A near 5 percent surge in the yen in the past month has raised concerns among exporters such as Toyota Motor <7203.T> that the currency's strength will harm the economy, already in recession following the March earthquake and tsunami.

The yen traded as high as 76.29 per dollar on the EBS platform on Monday, near its March record high of 76.25.

Even as it pulled back to 77.40 on Tuesday, Japanese officials adopted a new, more direct tone, suggesting they were increasingly convinced markets needed a nudge to keep the yen at levels the economy could live with.

The yen is being valued stronger than we think ... I'd like to watch currency market conditions especially carefully today, Finance Minister Yoshihiko Noda told parliament.

Reinforcing a sense of urgency, the central bank will probably ease its monetary policy if the finance ministry decided to intervene and sell yen, sources familiar with the central bank's thinking told Reuters.

There is no hard evidence yet that the currency is hurting economic activity and confidence.

But Japanese exporters have been increasingly vocal in calling for official action.

Toyota, Japan's biggest carmaker, reported its first quarterly loss in two years on Tuesday. The company exports more than half the cars it makes in Japan and says every one yen drop in the dollar cuts its annual operating profit by 30 billion yen ($390 million).

The yen rise has been fueled by broad dollar weakness as markets fretted a debt squabble among lawmakers in Washington will result in the United States losing its top notch AAA credit rating.

A last-grasp deal to raise the U.S. borrowing limit that is expected to be finalized on Tuesday and avert a disastrous default, eased some pressure on the yen.
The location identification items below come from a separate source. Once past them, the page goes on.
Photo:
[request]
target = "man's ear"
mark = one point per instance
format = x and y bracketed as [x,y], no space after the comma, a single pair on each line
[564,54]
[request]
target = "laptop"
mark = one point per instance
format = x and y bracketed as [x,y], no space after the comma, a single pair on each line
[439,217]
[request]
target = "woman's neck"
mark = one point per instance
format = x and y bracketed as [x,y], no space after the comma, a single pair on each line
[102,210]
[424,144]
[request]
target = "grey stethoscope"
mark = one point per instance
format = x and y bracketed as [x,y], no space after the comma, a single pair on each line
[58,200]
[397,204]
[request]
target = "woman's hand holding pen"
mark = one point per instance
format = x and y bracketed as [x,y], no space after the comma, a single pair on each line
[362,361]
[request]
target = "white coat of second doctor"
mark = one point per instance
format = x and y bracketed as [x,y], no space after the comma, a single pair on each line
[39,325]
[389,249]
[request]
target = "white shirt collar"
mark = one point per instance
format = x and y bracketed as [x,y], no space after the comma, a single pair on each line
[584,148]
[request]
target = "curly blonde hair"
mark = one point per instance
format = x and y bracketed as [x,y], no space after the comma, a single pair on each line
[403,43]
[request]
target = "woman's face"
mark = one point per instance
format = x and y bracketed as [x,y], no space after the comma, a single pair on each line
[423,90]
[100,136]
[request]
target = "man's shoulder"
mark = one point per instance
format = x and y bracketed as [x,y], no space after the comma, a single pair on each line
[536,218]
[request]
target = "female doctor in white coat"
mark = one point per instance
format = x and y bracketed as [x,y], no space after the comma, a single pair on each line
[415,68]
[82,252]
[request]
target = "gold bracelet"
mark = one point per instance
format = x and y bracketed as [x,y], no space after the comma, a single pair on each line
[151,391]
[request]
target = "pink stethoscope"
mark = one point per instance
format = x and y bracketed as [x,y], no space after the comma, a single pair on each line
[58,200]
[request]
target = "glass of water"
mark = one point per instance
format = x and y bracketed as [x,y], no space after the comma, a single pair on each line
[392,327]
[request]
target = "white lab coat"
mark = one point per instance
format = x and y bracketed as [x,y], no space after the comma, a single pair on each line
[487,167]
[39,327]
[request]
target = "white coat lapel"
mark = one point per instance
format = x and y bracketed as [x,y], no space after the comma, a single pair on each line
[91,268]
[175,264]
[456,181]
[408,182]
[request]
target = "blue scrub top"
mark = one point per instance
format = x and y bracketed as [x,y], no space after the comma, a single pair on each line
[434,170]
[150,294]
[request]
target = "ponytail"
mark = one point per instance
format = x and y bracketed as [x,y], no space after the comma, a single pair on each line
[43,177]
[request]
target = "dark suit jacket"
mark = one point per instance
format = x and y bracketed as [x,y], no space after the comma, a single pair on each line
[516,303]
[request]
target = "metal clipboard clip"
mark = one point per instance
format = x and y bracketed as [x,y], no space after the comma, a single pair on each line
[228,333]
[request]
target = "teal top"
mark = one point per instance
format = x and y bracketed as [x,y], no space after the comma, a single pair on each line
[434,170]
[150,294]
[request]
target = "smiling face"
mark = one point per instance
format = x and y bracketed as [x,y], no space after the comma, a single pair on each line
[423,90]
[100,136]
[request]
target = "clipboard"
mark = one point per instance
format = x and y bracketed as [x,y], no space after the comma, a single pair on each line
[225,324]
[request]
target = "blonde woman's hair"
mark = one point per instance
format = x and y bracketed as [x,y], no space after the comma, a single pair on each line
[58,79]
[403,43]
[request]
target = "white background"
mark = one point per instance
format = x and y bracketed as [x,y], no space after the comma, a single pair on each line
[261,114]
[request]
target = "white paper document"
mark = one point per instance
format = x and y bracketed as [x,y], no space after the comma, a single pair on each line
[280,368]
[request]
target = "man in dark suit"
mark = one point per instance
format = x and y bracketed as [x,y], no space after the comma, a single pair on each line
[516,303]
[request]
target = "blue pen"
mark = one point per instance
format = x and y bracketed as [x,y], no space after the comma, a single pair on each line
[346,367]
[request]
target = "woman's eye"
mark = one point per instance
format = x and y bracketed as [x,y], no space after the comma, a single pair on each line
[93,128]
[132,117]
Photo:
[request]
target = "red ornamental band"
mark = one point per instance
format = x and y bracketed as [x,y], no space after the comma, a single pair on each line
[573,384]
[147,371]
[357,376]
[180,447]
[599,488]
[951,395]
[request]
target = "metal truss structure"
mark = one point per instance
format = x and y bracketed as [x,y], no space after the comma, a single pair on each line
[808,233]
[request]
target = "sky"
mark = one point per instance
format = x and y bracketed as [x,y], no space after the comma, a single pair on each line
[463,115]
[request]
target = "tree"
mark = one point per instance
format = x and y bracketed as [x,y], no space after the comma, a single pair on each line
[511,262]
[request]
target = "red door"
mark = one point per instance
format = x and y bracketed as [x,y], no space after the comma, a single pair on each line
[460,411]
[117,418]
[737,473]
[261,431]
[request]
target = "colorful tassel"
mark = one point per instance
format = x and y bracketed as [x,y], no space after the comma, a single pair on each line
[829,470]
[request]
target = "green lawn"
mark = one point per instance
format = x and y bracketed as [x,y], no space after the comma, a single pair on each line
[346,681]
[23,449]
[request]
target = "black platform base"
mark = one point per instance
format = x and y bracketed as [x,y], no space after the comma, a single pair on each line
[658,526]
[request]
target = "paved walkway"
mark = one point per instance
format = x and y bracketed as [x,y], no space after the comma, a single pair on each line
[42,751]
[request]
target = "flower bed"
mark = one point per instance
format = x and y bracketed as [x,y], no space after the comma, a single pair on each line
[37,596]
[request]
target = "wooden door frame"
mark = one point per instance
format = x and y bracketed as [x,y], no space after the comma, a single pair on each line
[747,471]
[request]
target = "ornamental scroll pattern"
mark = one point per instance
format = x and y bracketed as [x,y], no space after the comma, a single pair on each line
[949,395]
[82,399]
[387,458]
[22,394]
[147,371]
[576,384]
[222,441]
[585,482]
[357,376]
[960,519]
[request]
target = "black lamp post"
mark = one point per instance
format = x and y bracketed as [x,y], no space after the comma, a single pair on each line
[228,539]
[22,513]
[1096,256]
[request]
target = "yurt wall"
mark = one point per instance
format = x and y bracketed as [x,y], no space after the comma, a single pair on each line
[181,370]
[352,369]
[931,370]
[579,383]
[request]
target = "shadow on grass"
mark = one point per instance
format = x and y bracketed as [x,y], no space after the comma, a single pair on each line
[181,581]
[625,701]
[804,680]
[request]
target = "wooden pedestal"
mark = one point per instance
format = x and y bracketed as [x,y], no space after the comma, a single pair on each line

But Noda made plain the currency was still too strong for Tokyo's taste.

He said he was in discussions with the Bank of Japan and international partners about the yen's strength, which would hurt several sectors of the Japanese economy if it persisted.

Japan could intervene in the currency market anytime, said Masamichi Adachi, senior economist at JPMorgan Securities Japan. The authorities are likely waiting for a good time not in terms of yen's levels but such factors as market liquidity and changes in sentiment.

Because Finance Minister Noda is the prominent candidate for the next prime minister, he cannot afford to do nothing or request nothing of the BOJ, Adachi added.

A government official, speaking on condition of anonymity, told reporters that Tokyo had not yet decided whether to intervene.

BOJ ON STANDBY

Further policy loosening by the Bank of Japan would aim to amplify the impact of any intervention, sources familiar with the BOJ thinking said. The central bank is due to hold a regular policy review on August 4-5.

If there is intervention, there is a strong chance the BOJ will ease policy, said one source, who declined to be identified due to the sensitivity of the matter.

The BOJ would likely expand its 10 trillion-yen asset buying program by 5 trillion yen, which could also shore up business confidence, sources said.

Some currency strategists, however, doubted whether Tokyo would risk trying to turn a powerful tide.

It is difficult to envisage how intervention at the current juncture can prove effective as yen gains are not yet disorderly or excessive, said Lee Hardman, currency economist at Bank of Tokyo Mitsubishi in London.

Tokyo's run of verbal intervention may also hinder any potential currency intervention, said Tom Levinson, a currency strategist at ING in London.

FX intervention is most effective when its execution is a surprise. Intervention now would be anything but, given the raft of warnings, he said.

Japan last intervened in concert with the Group of Seven when expectations of fund repatriation after the earthquake pushed the yen to a record high.

This time, most market players believe Japan would have to go it alone since the yen's gains are more about dollar weakness than anything else.

Tokyo last acted solo in September 2010, when it sold 2.1 trillion yen.

It may seem ironic that Japan, saddled with public debt twice the size of its $5 trillion economy and faced with its biggest rebuilding effort since World War Two, would serve as a safe haven for risk-shy investors.

However, with the euro area mired in its own debt crisis, Japan's deep financial markets make it one of few viable options, market analysts say.